# Merged: Elite 8 GameThread Saturday



## Geaux Tigers (Apr 26, 2004)

*Elite Eight Gamethread - Saturday*

No gamethread for today?

Anyway...Im all hyped up for LSU - Texas. This is going to be a good game...

:banana: :vbanana: :banana: :vbanana:


----------



## Diable (Apr 26, 2005)

*GameThread #4 LSU vs #2 Texas 4:40 PM Sat 3/25*

*#4 LSU vs #2 Texas*​


----------



## Diable (Apr 26, 2005)

*Re: Elite Eight Gamethread - Saturday*

I was slack.If you had waited 30 seconds you would have seen one.


----------



## Geaux Tigers (Apr 26, 2004)

*Re: Elite Eight Gamethread - Saturday*

Well you can put it up and we can merge it...no worries you do make some great gamethreads...


----------



## Geaux Tigers (Apr 26, 2004)

*Re: Elite Eight Gamethread - Saturday*

:laugh: rival faction gamethreads...


----------



## Diable (Apr 26, 2005)

*Re: Elite Eight Gamethread - Saturday*

Only when I feel like it.It would have been a nicer gamethread if Duke was playing.


----------



## Geaux Tigers (Apr 26, 2004)

*Re: Elite Eight Gamethread - Saturday*



Diable said:


> Only when I feel like it.It would have been a nicer gamethread if Duke was playing.


Thats cold hearted...


----------



## Geaux Tigers (Apr 26, 2004)

*Re: Elite Eight Gamethread - Saturday*

PJ Tucker might be hurt, I dont know the extent but it looks like a hand/wrist injury...


----------



## LionOfJudah (May 27, 2003)

*Re: Elite Eight Gamethread - Saturday*

Looks like the refs aren't calling any of the hacking and reaching but don't bump the ball handler...


----------



## LionOfJudah (May 27, 2003)

*Re: Elite Eight Gamethread - Saturday*



Diable said:


> Only when I feel like it.It would have been a nicer gamethread if Duke was playing.

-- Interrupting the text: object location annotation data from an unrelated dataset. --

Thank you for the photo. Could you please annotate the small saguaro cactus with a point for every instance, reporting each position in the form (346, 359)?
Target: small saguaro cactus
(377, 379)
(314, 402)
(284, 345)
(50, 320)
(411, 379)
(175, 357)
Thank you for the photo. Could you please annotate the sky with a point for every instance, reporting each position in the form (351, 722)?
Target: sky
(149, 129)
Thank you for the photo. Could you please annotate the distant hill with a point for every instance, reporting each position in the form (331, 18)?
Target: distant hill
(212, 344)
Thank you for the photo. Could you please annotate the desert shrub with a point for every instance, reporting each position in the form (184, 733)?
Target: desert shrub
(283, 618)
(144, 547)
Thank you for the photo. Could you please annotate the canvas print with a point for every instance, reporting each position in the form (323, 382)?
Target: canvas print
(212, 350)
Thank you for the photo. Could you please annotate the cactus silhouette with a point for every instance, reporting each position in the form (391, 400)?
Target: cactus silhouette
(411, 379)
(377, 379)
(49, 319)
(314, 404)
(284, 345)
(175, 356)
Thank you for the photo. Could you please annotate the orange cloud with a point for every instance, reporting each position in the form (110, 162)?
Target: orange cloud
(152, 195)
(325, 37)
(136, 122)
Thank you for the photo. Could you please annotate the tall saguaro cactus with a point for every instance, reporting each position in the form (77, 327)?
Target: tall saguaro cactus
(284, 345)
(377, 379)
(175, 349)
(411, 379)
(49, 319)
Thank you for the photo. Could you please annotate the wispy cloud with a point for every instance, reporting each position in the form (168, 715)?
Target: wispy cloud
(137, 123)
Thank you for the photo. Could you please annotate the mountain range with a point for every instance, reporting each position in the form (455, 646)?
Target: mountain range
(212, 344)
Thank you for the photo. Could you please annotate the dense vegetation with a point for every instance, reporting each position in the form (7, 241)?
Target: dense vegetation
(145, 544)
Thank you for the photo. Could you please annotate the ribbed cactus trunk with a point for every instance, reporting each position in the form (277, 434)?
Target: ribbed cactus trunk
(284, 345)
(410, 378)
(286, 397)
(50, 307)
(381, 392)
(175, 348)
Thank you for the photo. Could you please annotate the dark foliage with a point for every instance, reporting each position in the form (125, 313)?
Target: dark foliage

 Whats the fun of that? There were more middle class white kids crying over the Duke game than their were for Eminem calling it quits.


----------



## LionOfJudah (May 27, 2003)

*Re: Elite Eight Gamethread - Saturday*

The Kid for the Rock in the game... Go AJ way brick :sigh:


----------



## Geaux Tigers (Apr 26, 2004)

*Re: Elite Eight Gamethread - Saturday*

What an alley oop by Tyrus Thomas! Damn!


----------



## Geaux Tigers (Apr 26, 2004)

*Re: Elite Eight Gamethread - Saturday*



Jsimo12 said:


> PJ Tucker might be hurt, I dont know the extent but it looks like a hand/wrist injury...


He's back in the game and it looks fine...


----------



## LionOfJudah (May 27, 2003)

*Re: Elite Eight Gamethread - Saturday*

How many times are they going to let LSU slap at the ball like that before they call something?


----------



## ATLien (Jun 18, 2002)

*Re: GameThread #4 LSU vs #2 Texas 4:40 PM Sat 3/25*



I should be at this game!!! Stupidass friend


----------



## Geaux Tigers (Apr 26, 2004)

*Re: Elite Eight Gamethread - Saturday*

:laugh: at Tyrus bopping Buckman on the head and running away...


----------



## LionOfJudah (May 27, 2003)

*Re: Elite Eight Gamethread - Saturday*

Like how you quoted yourself on that one. 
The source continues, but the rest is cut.